Ryan : J'étais dans une Église épiscopale quand j'étais enfant et je chantais dans la chorale, c'est d'ailleurs ce que je préférais à l’Église. Et puis aussi j'ai eu des expériences avec la weed. J'en fumais beaucoup trop et je faisais des crises d'angoisse. Une fois j'en ai fait une et j'ai eu l'impression que j'allais mourir, ça m'a rendu très triste parce que j'avais l'impression que je ne reverrais plus mes amis et ma famille et qu'ils n'étaient que le produit de mon imagination. C'était très effrayant et d'un coup j'ai entendu des voix angéliques et ça a été très réconfortant. Depuis c'est comme une obsession de vouloir retranscrire ça. De jamais vraiment y arriver d'ailleurs mais de continuer à le faire.

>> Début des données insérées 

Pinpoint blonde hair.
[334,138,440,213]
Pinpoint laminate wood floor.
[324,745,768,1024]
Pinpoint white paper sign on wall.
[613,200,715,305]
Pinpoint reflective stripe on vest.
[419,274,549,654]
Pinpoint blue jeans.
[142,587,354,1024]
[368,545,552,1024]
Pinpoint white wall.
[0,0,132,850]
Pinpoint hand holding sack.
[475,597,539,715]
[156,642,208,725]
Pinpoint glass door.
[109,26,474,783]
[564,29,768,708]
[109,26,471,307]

Et c'est pour ça que les gens font de la musique.

Vous pensez que l'on peut entendre quelle drogue a été prise par un artiste en écoutant ses chansons ?
Ryan : Je pense que des fois, quand t'écoutes une chanson, tu te dis c'est obligé que les musiciens aient pris des drogues parce que tu te demandes d’où peuvent venir leurs idées. D'ailleurs ça doit être un jeu sympa d'essayer de deviner si les musiciens avaient pris des drogues ou pas sur telle ou telle chanson.

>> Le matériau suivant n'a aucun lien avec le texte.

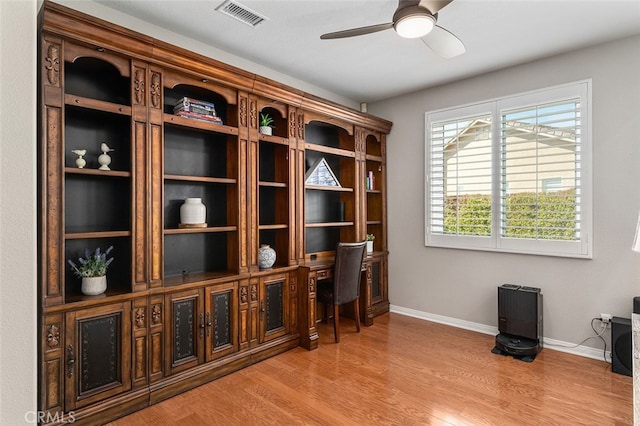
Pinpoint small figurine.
[71,149,87,169]
[98,142,115,170]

Adrian : Moi Animal Collective me donne l'impression que j'ai pris de la drogue !
Ryan : Aux États-Unis on parle beaucoup des drogues auditives et tout le monde en a peur dans le Midwest. Tu entends un son différent dans chaque oreille et ça te donne les effets de la drogue. Soi-disant il y en une qui te donne les effets de l'herbe, l'autre de l'extasy, du Paradis ou de l'Enfer, de l'héroïne. Ces drogues sont en vente sur internet et les parents se disent "oh non mon fils est un drogué !". Il y a des vidéos youtube de gamins qui sont soit disant défoncés. J'ai essayé, ça te fait sentir bizarre mais ça ne marche pas vraiment. Et donc en fait les gamins font semblant d'être défoncés aux drogues auditives sur Youtube. Enfin voilà, la musique agit vraiment sur le cerveau d'une façon incroyable. J'imagine que tout se rapporte au Aum (son originel, ndlr).

Vous êtes de Sacramento. La Californie c'est bien cet endroit ensoleillé plein de gens beaux tel que l'imaginent les Européens ?
Ryan : En fait la Californie est immense… Cette description correspond vraiment à une partie de la Californie c'est sûr mais il y a aussi des rednecks, des forêts, des océans, des montagnes, de la neige. L'industrie du cinéma est née à L.A car ils voulaient avoir tous les styles de décor à portée de main.
Adrian : Je pense que ça ressemble à l'Europe, ou à New York, dans le sens que l'environnement est varié, riche et les gens ont envie d'en faire quelque chose et de faire partie d'une dynamique.
Ryan : Les États-Unis essayent de contrôler 50 États qui sont en fait comme 50 pays différents, peut être plus différents entre eux que certains pays européens. Beaucoup d’États ne s'entendent pas entre eux mais ce qui donne une sorte de cohésion c'est qu'à la fin on se dit tous "Ouais on est Américains !". Mais même en Californie il y a des endroits où tu ne peux pas aller si tu portes les cheveux longs et des jean slim comme moi.
Adrian :
Le nord de la Californie est très différent, je me sens privilégié d'habiter là.
Ryan : Oui, si les États se séparaient et devenaient des pays à part entière, je pense que je resterais en Californie. Ils ne savent pas trop comment dépenser leur argent mais bon…
 
 
Celia Guizard // Photos: Jan Rasmus Voss.